We need energy, yes. But we can get energy in other ways that don't make us critically dependent on a resource that has a price and supply controlled, or at least strongly influenced, by powers not friendly to our interests. Nuclear power (and nuclear rockets enabling cheap solar power satellites) could drastically cut our need for oil - thus dropping the price, and hitting the "religious fanatics, dictators, and communist thugs" exactly where it hurts them the most. We could become an energy exporter in time, further reducing worldwide demand for oil, driving down the price still further.
We'll still need oil to make plastics, and chemical fuels still beat batteries hands down for energy density. But reducing our dependence on oil has a huge number of advantages and essentially no disadvantages.
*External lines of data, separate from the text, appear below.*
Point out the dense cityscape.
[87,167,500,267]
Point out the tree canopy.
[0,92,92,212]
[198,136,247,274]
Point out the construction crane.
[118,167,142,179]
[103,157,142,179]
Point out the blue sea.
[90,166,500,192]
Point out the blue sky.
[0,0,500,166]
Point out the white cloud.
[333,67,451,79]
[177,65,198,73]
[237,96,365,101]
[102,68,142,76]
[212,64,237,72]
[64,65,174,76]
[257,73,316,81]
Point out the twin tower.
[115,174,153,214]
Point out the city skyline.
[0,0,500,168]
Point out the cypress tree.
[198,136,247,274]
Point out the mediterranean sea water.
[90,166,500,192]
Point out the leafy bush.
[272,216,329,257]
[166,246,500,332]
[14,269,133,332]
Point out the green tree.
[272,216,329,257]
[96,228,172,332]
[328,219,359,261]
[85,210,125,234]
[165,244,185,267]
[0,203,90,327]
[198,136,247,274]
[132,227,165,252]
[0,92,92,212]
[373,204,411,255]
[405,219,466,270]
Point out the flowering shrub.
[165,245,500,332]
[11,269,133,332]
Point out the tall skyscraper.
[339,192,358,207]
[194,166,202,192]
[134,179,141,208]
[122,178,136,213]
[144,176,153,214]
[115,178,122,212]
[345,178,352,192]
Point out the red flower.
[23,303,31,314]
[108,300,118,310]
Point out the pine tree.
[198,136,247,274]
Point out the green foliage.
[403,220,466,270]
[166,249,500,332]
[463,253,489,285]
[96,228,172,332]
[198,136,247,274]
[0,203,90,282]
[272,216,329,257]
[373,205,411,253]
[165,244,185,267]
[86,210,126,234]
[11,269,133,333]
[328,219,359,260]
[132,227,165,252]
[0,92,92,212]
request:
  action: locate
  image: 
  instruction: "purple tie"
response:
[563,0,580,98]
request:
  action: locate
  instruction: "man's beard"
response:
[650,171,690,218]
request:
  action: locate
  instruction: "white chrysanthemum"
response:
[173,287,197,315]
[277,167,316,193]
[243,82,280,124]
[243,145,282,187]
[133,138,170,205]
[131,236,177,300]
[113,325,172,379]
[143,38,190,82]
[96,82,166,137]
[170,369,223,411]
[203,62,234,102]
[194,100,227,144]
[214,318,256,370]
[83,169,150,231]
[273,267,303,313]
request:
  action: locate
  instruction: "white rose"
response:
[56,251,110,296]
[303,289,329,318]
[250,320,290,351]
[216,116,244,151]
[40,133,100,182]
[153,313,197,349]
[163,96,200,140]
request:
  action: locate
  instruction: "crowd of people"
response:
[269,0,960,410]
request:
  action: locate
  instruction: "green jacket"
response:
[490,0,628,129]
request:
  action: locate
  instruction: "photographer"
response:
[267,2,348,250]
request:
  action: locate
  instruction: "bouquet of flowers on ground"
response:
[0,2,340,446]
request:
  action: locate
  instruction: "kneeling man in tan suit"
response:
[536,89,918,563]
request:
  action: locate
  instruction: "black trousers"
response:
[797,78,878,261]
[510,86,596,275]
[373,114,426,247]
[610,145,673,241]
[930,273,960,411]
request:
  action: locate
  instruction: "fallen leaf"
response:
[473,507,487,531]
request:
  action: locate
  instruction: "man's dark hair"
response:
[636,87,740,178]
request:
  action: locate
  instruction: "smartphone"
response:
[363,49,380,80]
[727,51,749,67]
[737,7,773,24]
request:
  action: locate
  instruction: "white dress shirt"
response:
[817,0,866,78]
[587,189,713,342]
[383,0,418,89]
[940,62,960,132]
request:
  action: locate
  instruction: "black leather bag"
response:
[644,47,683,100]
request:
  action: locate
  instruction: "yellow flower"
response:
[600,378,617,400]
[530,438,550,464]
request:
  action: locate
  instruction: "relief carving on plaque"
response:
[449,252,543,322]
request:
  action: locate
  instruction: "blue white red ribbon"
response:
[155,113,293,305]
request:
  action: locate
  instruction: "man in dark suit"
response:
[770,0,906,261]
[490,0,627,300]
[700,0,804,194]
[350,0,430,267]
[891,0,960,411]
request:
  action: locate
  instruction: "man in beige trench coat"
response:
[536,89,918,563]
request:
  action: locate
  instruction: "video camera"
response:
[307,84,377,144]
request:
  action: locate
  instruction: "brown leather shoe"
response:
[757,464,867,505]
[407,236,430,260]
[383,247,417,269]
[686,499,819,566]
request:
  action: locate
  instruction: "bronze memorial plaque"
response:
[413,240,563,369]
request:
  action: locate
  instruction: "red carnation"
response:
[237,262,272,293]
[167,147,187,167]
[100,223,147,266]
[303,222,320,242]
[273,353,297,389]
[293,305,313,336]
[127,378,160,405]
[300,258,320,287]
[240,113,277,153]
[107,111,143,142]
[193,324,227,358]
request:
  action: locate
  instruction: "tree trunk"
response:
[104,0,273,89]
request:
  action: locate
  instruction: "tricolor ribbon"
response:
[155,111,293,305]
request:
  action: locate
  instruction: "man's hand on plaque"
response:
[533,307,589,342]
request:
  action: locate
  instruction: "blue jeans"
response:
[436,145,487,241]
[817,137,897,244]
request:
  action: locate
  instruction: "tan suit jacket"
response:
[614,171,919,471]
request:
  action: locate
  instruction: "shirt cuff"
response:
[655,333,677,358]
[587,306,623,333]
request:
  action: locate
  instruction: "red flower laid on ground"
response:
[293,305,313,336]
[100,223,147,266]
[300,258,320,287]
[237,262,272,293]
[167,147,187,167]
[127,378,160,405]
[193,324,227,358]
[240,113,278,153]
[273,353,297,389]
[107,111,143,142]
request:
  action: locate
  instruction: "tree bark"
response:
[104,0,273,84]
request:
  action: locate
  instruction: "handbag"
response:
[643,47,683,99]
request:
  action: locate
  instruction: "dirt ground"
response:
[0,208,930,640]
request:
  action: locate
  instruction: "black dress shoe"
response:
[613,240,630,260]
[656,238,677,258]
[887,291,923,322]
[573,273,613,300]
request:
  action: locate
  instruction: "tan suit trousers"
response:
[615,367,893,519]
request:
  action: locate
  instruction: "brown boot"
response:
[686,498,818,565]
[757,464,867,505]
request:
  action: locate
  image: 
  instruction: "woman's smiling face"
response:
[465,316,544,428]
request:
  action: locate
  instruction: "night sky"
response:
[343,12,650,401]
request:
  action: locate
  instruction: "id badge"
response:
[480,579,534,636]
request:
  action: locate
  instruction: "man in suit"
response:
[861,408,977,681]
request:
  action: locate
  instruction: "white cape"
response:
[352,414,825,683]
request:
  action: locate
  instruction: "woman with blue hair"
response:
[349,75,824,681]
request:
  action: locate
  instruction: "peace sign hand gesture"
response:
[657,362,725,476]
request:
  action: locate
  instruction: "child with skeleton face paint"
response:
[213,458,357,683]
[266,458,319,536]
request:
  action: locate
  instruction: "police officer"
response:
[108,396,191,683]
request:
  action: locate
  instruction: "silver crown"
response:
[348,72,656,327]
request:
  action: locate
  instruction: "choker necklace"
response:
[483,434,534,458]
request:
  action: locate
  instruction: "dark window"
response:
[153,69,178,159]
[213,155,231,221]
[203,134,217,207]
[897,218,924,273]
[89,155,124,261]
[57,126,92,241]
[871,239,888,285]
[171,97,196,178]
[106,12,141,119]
Comment by Raymond Ingles | October 25, 2007
Duncan Clarke tends to use more words than numbers in his book. The Association for the Study of Peak Oil uses numbers and revises its forecasts as more data is released including actual production data and discovery data. Colin Campbell, of ASPO Ireland, publishes a monthly newsletter, http://www.aspo-ireland.org/index.cfm/page/newsletter which forecasts that the world has about 1.19 trillion barrels of crude oil/condensate left to produce, and has already produced just over 1 trillion barrels. Campbell estimates that peak oil will occur in 2010 as stated in his October 2007 newsletter.
These two forecasts, also completed in October 2007, show that the world peaked in 2006. The Energy Watch Group, in Germany, forecasts that the peak in crude oil/lease condensate/natural gas plant liquids occurred in 2006. http://www.energywatchgroup.org/Reports.24+M5d637b1e38d.0.html
This forecast, by The Oil Drum, also shows that peak oil (including ethanol) occurred in 2006 and will stay on a production plateau until mid 2009
http://www.theoildrum.com/node/3064
There is more oil in the ground and more oil to be found - maybe 100 billion, 200 billion - that's not the issue. The average time from discovery of a new oil field to production is now about 6 years. The Oil Drum forecast uses a bottom up project based forecast to 2012 and shows production falling. Production rates are key here, not oil in the ground. Peak oil has probably passed and the world needs to be proactive about reducing demand, otherwise rich countries such as the USA will continue bidding prices upwards so that, as usual, poor countries will suffer the mostand will be unable to purchase fuel to support food production. The last time I looked, West Texas Intermediate was about $US92/barrel. By the way, this price is determined mainly by oil demand production, not oil in the ground or future oil discoveries.